Fig. 1 is the system architecture illustrating logical flow of processes in accordance with various embodiments of present invention. A User #130 of Fig.1, initiates process of generating qualified sales leads. First, user needs to build a customer profile. Here he has two options: using one or multiple “Customer Profile Templates”, #110 or engage pre-build “Customer Profile Models”, #120. In case of #110, user using prebuild for user’s type of business templates and input/select in the named fields attributes values. A user has options to create new named fields. In case of #120, user selects the models for user’s type of business from the list of models.
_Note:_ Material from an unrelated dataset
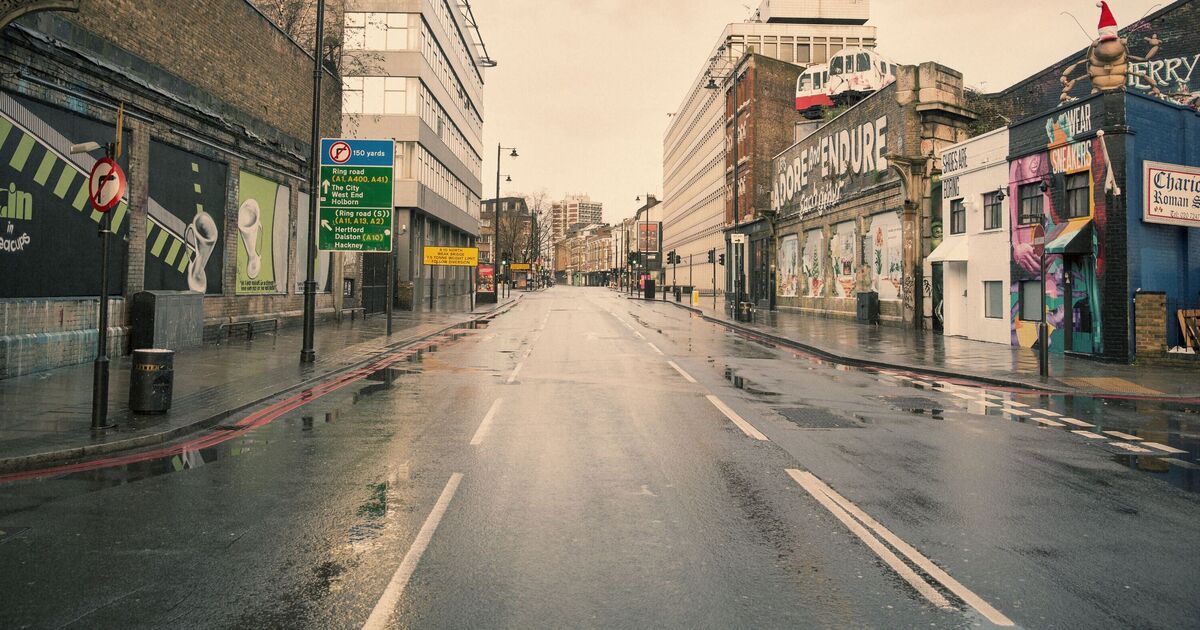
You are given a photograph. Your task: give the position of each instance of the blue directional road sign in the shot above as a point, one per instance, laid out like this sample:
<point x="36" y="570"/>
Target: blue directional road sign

Output of #110 or #120 selection creates “The Final Customer Profile”, #150. By using “Model Changing Events Tracking System”, #260 we adjust the final output of #150. The “Subset of data Sources”, #170 for matching customer profile #150 created by optimization procedure “Data Sources Price & Quality Optimization”, #100. The optimization procedure required user input of desired level of price and data quality. Process #100 takes this input and apply price and data quality optimization criteria to select Subset of data sources #170 from “Data Sources”, #160 described by “Metadata of Data Sources”, #140. The process “Generate Qualified Data Leads”, #180 provides matching between customer profile #150 and Subset of Data sources. Output of #180 populates “Leads Database”, #190. “Follow-Up Sales Team”, #200 consumes generated leads #190. All closed by #200 deals populates “Close Deals Database”, #250. Information about customer profiles from #250 transferred to “Model’s Data Repository”, #230 and used in machine learning process “Adjust the Model”, #210. “Follow-Up Sales Team”, #200 generates additional attributes and values for adjusting customer profiles. Such data transferred to “Model’s Data Repository”, #230 and used in machine learning processes “Adjust the Customer Model”, #210 and “Adjust Customer Profile Template”, #240.